Iterative adaptive inverse filtering (IAIF) [1] remains among the state-of-the-art
algorithms for estimating glottal flow from the recorded speech signal.
Here, we re-examine IAIF in light of its foundational, classical model
of voiced (non-nasalized) speech, wherein the overall spectral tilt
is caused only by lip-radiation and glottal effects, while the vocal-tract
transfer function contains formant peaks but is otherwise not tilted.
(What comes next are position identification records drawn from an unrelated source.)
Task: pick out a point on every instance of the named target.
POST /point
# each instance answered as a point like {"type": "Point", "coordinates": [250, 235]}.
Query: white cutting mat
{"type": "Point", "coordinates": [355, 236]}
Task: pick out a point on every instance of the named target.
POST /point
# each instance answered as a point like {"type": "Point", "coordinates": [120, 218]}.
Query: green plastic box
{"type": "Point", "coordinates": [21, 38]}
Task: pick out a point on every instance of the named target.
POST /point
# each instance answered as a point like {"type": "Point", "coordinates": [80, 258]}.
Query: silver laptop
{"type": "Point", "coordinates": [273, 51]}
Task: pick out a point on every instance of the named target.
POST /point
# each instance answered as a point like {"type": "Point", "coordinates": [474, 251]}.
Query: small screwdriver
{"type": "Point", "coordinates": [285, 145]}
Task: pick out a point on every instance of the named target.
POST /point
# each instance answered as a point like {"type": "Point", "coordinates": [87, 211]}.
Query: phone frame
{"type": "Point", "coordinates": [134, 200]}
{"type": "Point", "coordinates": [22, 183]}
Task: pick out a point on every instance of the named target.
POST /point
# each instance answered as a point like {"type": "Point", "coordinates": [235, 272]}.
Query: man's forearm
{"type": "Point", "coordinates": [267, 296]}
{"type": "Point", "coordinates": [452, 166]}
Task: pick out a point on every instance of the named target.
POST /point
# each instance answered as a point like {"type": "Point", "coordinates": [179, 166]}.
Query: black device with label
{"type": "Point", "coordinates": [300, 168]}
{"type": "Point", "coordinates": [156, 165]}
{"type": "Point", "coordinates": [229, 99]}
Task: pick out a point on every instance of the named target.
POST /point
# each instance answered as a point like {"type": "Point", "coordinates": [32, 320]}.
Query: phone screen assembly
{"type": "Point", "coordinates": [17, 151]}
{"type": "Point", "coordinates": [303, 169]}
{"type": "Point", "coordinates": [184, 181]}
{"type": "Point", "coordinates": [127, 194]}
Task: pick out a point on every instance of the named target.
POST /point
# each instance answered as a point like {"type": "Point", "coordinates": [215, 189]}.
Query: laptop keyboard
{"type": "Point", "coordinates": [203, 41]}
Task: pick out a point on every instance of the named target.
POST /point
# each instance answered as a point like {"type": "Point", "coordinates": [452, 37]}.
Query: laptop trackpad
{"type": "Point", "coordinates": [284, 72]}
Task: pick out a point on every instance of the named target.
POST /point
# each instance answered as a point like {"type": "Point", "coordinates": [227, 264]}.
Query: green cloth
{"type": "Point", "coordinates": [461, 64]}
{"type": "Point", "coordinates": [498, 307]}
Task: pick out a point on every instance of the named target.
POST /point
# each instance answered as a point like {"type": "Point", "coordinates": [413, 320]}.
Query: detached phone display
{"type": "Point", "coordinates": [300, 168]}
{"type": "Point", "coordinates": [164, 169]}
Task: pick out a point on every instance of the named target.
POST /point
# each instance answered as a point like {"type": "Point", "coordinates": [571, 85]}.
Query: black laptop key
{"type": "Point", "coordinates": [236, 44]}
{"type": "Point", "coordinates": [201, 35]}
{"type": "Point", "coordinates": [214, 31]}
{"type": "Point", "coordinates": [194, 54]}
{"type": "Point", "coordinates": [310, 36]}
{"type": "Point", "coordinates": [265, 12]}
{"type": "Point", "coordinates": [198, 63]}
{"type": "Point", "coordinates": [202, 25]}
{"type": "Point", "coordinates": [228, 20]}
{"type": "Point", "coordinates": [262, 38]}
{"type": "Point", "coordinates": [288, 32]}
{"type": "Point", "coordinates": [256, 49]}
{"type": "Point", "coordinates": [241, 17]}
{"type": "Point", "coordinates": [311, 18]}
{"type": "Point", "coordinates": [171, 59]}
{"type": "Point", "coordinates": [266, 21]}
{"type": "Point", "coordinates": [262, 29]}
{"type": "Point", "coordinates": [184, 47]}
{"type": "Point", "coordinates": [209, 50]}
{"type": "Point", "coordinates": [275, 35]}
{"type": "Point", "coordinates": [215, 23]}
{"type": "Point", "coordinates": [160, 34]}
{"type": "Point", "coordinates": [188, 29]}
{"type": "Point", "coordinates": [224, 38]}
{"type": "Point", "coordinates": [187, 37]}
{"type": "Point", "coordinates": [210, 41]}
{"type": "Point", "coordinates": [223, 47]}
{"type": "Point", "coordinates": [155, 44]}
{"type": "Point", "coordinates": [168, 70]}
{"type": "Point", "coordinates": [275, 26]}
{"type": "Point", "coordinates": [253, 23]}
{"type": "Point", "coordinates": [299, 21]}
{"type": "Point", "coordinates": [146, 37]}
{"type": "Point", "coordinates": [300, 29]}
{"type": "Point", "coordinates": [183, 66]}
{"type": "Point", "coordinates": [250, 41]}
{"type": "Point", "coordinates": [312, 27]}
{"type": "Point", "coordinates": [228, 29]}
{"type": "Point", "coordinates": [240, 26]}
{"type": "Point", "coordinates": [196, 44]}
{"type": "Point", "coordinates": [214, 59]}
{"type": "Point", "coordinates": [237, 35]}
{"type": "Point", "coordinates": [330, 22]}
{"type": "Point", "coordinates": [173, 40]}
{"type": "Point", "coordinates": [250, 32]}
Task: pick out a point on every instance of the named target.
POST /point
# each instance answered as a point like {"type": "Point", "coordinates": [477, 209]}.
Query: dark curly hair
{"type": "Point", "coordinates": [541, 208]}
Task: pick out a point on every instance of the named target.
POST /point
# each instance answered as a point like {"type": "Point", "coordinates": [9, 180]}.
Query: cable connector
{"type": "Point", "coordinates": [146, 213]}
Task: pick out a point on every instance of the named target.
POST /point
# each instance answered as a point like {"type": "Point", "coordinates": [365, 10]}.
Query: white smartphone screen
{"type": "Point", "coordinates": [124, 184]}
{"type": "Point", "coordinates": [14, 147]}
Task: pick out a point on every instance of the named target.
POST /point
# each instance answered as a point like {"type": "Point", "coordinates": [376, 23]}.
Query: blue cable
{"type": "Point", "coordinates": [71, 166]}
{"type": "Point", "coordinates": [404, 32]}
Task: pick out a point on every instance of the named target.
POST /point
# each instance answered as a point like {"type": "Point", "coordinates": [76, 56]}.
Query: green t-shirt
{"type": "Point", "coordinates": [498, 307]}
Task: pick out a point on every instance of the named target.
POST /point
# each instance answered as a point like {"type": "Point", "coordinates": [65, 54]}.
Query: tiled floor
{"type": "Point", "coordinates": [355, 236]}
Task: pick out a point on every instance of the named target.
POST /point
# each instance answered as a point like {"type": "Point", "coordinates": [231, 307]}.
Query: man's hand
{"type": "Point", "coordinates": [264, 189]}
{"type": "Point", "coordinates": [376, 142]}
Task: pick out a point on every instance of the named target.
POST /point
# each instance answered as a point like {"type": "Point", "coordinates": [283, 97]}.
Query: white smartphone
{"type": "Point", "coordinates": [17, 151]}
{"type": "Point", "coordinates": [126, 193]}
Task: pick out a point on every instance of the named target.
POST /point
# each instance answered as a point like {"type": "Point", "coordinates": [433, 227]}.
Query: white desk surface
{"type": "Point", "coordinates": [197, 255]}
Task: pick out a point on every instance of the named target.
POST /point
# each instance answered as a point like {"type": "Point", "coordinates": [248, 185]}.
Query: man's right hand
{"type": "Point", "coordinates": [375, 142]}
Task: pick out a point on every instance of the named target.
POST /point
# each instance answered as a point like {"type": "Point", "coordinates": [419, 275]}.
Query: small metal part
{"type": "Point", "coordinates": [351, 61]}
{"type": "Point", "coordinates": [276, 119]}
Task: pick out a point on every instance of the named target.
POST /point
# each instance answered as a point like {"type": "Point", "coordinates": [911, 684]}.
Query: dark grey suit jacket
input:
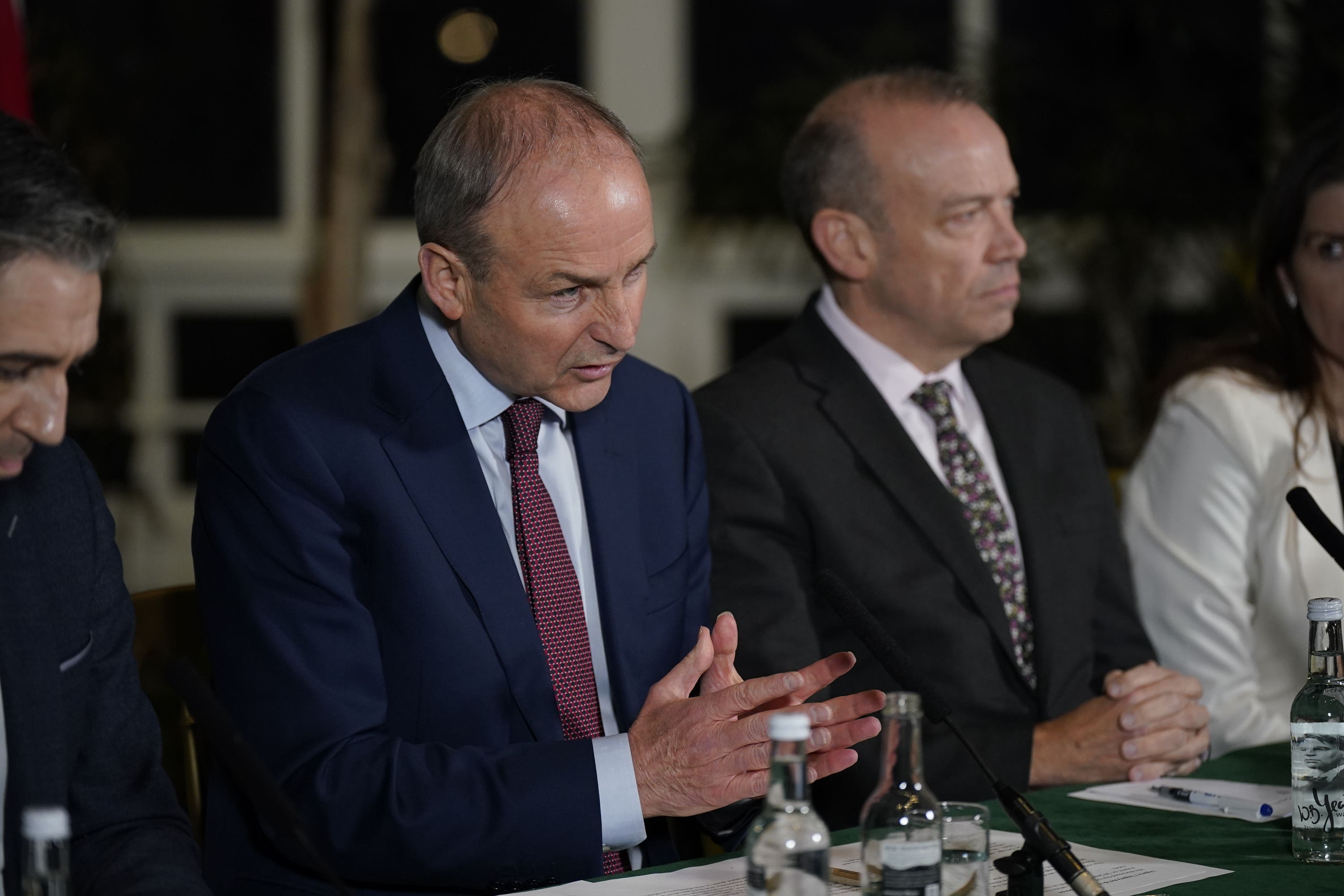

In contrast, IAIF initially models and cancels the formants after only
a first-order preemphasis of the speech signal, which is generally
not enough to completely remove spectral tilt.
Iterative optimal
preemphasis (IOP) is therefore proposed to replace IAIF’s initial
step. IOP is a rapidly converging algorithm that models a signal (then
inverse-filters it) with one real pole (zero) at a time, until spectral
tilt is flattened. IOP-IAIF is evaluated on sustained /a/ in a range
of voice qualities from weak-breathy to shouted-tense. Compared with
standard IAIF, IOP-IAIF yields: (i) an acceptable glottal flow even
for a weak breathy voice that the standard algorithm failed to handle;
(ii) generally smoother glottal flows that nevertheless retain pulse
shape and closed phase; and (iii) enhanced separation of voice qualities
in both normalized amplitude quotient (NAQ) and glottal harmonic spectra.